Destacamos assim a grande emoção sentida pelos animais sabendo da morte de seu
mestre, indo até a tumba e por vezes mesmo deixando-se morrer também.
Tratamos
até esse momento da morte do outro. Mas poderia o animal ser consciente de sua
própria morte? Para responder essa pergunta seria necessário que penetrássemos
a mente de um animal. Isso é materialmente impossível, contudo através da
linguagem isso poderia ser concebível. No momento, os únicos animais capazes de
se comunicar com o homem por meio de uma linguagem comum, a linguagem americana
de sinais, são os grandes símios. O caso que nos interessa aqui é o de Koko, um
gorila apaixonado por gatos ao qual foi ensinada a linguagem dos sinais. Eis o
que Koko respondeu quando lhe fizeram perguntas sobre a morte:
Pergunta: “Para
onde vão os gorilas quando morrem?”
Koko: – “Confortável
– buraco – adeus”.
P.: “Quando morrem
os gorilas?”
Koko: – “Preocupações
– velhos”.
P.: “Como os
gorilas se sentem quando morrem? Felizes, tristes, amedrontados?”
Koko: – “Dormir”.
Este
não é o único caso espontâneo conhecido que possa deixar presumir a consciência
da morte num animal: é também conhecido agora o do gorila-de-dorso-prateado
Michael, órfão que foi criado com Koko. Perguntado sobre sua mãe, ele evocou a
lembrança que tinha do seu massacre por caçadores na floresta africana quando
era bebê, explicando: “desordem-[para]-carne-gorila, fazer careta-batalha,
gritar-de-dor, tumulto-ruidoso, terror-mágoa-enfrentar-fazendo careta,
cortar-o-pescoço, boca-mãe-[ficar]-aberta”
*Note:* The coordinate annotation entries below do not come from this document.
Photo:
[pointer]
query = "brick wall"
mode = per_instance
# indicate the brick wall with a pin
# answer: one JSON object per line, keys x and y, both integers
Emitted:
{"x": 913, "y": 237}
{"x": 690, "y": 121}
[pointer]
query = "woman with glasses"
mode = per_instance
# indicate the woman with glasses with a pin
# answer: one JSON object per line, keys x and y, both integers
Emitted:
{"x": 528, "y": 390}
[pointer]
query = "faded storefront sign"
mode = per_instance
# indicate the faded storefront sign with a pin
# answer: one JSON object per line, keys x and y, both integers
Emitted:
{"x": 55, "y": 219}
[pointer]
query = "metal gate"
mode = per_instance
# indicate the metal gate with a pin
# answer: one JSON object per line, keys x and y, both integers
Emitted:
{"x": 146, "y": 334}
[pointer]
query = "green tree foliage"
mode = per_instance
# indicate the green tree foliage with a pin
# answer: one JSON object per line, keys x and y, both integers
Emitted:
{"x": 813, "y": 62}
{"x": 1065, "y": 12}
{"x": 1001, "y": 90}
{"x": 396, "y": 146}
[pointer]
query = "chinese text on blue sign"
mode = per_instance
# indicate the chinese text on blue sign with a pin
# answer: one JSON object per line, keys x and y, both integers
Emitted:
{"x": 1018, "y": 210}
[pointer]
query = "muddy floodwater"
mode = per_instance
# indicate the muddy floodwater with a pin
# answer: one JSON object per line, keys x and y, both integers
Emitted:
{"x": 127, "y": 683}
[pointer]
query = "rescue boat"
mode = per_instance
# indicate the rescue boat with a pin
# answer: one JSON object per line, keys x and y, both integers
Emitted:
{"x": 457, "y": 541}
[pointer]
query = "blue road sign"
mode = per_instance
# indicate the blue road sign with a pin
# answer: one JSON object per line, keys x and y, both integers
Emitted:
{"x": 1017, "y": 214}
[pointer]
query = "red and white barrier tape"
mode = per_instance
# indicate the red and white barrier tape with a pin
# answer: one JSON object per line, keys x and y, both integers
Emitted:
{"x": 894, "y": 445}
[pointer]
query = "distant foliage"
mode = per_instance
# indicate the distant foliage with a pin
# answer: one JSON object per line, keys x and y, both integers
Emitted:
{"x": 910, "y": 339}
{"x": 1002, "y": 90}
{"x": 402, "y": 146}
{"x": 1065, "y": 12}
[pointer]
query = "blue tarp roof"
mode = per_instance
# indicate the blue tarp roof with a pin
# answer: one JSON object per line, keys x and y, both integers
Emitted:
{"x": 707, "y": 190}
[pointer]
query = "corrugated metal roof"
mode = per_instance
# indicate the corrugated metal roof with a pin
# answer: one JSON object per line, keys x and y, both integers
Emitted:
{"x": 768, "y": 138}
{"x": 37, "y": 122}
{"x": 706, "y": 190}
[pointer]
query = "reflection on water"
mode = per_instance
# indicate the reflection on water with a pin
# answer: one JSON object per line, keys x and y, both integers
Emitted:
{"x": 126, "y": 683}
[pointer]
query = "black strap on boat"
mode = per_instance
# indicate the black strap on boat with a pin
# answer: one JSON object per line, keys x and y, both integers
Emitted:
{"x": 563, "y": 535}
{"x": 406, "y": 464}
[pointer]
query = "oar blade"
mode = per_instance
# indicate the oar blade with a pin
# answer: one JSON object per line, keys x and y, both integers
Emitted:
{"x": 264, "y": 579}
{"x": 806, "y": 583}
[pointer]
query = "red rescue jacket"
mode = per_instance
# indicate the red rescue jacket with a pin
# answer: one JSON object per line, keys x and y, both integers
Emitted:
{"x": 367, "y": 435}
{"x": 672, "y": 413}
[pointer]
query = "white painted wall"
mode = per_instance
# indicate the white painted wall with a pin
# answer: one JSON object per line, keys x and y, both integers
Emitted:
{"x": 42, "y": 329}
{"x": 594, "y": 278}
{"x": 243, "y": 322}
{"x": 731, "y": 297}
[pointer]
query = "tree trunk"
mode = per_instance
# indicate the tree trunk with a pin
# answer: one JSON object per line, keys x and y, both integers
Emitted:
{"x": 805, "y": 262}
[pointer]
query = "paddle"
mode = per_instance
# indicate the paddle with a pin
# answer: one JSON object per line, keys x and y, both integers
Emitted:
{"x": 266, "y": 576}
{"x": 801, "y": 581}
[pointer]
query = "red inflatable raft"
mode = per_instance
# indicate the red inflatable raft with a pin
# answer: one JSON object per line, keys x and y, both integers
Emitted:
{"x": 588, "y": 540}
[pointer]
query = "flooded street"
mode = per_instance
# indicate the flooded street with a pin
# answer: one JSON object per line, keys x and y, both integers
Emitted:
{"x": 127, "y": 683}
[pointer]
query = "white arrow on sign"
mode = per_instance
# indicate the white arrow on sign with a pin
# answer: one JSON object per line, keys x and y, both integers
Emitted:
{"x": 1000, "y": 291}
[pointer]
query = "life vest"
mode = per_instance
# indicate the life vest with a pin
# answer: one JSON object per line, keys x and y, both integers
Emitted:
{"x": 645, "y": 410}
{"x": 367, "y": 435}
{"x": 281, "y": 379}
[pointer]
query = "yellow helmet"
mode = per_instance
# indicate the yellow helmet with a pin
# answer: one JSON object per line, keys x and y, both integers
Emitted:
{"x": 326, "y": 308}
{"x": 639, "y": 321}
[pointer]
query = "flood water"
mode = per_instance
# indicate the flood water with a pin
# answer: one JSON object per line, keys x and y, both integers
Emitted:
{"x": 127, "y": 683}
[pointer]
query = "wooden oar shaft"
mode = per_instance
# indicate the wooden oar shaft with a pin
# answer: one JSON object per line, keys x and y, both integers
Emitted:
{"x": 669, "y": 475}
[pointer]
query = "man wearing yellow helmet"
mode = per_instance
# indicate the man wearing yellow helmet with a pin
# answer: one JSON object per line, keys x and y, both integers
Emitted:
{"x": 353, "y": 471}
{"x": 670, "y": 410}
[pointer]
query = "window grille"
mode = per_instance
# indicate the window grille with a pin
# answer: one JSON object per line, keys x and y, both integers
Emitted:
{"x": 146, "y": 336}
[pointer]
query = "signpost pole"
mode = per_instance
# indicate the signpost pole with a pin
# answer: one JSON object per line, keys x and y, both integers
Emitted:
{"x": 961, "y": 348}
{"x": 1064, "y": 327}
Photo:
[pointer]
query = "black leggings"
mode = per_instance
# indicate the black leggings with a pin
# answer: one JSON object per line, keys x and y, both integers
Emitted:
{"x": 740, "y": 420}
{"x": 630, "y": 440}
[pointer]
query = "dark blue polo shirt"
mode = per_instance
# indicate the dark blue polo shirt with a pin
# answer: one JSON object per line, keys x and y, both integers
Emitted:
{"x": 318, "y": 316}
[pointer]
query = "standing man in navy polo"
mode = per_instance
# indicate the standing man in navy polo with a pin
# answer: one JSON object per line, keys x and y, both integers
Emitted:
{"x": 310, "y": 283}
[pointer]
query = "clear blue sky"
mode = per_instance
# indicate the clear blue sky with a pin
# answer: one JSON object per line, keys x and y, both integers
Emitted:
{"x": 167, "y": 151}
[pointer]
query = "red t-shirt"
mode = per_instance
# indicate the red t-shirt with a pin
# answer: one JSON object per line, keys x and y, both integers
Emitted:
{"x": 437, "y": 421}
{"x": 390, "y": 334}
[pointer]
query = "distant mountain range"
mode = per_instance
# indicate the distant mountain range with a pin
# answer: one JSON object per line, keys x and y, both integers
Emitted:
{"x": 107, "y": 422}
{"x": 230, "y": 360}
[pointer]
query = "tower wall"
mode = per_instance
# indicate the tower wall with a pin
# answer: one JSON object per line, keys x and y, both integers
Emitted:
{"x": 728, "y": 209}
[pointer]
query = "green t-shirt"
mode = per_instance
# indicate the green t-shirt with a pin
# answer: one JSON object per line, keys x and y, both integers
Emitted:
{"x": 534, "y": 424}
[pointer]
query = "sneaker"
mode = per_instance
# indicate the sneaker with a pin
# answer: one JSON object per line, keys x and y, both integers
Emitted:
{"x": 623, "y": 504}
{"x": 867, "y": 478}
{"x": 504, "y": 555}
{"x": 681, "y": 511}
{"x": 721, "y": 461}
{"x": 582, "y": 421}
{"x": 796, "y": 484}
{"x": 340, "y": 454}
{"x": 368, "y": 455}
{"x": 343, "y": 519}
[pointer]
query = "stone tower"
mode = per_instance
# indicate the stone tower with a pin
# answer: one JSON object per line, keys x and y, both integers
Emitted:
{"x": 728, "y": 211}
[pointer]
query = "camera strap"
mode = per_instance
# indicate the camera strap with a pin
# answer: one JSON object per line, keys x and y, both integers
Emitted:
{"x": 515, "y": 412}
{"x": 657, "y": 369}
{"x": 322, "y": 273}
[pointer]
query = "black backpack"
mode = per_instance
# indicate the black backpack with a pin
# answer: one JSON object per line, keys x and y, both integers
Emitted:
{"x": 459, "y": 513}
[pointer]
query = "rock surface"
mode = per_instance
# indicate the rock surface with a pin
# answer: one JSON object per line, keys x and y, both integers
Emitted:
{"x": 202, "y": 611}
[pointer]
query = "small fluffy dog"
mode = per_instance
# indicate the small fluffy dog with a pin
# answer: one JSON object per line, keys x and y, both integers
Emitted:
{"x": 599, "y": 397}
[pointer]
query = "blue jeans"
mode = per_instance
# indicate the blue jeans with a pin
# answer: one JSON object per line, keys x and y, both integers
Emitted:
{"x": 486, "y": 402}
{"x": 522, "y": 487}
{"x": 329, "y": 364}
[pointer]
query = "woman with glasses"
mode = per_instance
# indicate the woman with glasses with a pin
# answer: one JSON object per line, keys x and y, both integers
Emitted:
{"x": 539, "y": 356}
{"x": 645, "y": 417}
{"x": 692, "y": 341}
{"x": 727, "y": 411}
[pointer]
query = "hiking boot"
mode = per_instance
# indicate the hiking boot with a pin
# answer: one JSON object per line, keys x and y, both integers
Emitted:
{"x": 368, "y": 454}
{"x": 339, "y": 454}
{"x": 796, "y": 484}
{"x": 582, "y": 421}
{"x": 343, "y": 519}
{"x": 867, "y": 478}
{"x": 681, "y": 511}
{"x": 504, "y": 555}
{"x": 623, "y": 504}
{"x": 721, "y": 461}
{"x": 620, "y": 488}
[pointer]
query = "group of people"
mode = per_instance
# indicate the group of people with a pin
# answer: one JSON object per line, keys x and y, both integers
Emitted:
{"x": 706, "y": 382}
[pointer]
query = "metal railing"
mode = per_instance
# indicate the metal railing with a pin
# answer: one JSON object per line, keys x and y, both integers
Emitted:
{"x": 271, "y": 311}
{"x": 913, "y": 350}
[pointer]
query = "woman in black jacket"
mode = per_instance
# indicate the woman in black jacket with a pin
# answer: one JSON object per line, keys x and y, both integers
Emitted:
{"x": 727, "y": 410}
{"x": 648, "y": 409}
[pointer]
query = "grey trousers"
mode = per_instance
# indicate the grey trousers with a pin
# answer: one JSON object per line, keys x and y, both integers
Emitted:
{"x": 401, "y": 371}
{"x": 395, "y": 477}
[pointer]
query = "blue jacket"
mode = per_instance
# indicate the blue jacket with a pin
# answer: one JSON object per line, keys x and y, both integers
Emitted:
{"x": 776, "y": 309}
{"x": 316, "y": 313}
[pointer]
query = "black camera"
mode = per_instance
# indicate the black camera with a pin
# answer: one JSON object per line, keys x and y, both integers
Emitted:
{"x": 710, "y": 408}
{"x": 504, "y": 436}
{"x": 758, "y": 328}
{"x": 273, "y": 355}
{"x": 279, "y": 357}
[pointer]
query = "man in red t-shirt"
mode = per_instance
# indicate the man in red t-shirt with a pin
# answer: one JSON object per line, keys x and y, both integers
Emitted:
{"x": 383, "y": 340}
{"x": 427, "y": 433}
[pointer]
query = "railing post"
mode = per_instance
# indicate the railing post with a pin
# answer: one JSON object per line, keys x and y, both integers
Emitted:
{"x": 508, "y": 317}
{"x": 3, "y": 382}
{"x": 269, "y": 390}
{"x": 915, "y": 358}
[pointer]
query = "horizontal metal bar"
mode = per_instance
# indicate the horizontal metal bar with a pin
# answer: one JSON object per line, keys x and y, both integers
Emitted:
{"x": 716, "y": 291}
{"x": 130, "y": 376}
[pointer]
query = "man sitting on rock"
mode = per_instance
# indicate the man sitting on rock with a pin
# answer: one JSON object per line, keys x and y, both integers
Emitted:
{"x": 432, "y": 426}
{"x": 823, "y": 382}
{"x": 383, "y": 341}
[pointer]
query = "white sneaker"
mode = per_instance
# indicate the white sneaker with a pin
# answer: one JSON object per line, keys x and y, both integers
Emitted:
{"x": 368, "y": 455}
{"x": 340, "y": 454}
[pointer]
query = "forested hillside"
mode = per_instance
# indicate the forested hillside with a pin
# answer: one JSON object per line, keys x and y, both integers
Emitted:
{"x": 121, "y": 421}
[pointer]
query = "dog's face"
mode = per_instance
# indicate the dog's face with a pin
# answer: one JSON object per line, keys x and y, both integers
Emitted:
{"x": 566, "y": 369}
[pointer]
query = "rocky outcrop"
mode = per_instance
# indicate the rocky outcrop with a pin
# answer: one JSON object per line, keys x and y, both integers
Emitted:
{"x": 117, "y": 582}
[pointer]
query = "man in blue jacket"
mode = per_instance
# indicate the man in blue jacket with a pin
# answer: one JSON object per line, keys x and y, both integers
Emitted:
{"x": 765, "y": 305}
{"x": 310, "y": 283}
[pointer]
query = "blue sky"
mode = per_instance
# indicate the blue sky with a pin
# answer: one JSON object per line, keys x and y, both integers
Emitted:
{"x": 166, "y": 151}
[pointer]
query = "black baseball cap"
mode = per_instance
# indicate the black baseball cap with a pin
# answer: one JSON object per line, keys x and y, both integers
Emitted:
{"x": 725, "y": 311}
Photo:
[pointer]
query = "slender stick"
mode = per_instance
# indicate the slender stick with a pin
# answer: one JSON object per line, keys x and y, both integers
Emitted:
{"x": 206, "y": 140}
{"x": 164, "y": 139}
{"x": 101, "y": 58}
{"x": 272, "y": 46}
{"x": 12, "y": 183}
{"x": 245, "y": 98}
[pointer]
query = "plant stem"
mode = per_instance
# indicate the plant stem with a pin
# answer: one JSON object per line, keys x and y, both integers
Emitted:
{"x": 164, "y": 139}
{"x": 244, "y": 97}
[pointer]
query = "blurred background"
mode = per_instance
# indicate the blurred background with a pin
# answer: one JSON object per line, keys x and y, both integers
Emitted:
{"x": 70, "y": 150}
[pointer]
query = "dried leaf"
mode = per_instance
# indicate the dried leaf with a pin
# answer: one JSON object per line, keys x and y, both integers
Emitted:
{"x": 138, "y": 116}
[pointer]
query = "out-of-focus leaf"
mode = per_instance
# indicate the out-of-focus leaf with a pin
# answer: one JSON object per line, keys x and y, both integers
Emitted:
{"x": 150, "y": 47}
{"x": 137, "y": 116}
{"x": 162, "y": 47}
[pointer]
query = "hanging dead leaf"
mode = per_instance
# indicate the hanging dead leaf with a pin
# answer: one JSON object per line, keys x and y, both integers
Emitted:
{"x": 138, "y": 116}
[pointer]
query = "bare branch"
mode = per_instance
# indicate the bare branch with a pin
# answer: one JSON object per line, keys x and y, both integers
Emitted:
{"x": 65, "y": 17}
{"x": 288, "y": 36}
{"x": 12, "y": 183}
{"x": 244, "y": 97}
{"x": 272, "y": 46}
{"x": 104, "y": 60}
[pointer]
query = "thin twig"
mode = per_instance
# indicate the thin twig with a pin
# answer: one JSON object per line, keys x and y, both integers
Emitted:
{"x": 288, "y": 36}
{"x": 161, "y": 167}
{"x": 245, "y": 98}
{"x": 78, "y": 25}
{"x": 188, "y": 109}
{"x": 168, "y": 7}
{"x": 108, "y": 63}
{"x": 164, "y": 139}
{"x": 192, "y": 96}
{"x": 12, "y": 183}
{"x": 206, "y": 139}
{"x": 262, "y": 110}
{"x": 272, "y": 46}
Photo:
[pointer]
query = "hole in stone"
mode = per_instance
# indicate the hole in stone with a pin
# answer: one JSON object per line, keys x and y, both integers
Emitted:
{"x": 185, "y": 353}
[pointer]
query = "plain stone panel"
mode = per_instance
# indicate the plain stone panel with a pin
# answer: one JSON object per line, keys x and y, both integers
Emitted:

(tradução aproximada da ASL – Linguagem Americana de Sinais). Relata-se por
outro lado que quando os caçadores africanos penetram uma floresta e se deparam
com uma mãe chimpanzé com seu filhote, caso o homem esteja armado, ela coloca
espontaneamente o pequeno à sua frente: estaria ela consciente do perigo de sua
morte e, caso estivesse, esperaria a compaixão do caçador? Se for este
efetivamente o caso, então as emoções que ela evoca são as mesmas no chimpanzé
e no homem.
Essa
proximidade emocional partilhada com os animais nos conduz irremediavelmente à
questão do sagrado. É bastante extraordinário ver que certos animais, como os
ursos por exemplo, ou os grandes símios, permanecem por horas diante de um
pôr-do-sol ou de uma belíssima paisagem, igualmente hipnotizante para o homem. Esses
animais possuiriam uma noção de estética? Essa contemplação produziria na
consciência animal uma intensa emoção de beleza? Esse breve momento de harmonia
exterior convocaria a harmonia da consciência interior a se manifestar?
Muitos
pontos diferentes foram abordados nesse texto, porém há outros que mereceriam
ser ditos ou salientados. Muitos de nós certamente vivenciamos momentos
intensos com os animais e deles temos compreensões distintas. Cada qual é livre
para formar suas opiniões a esse respeito.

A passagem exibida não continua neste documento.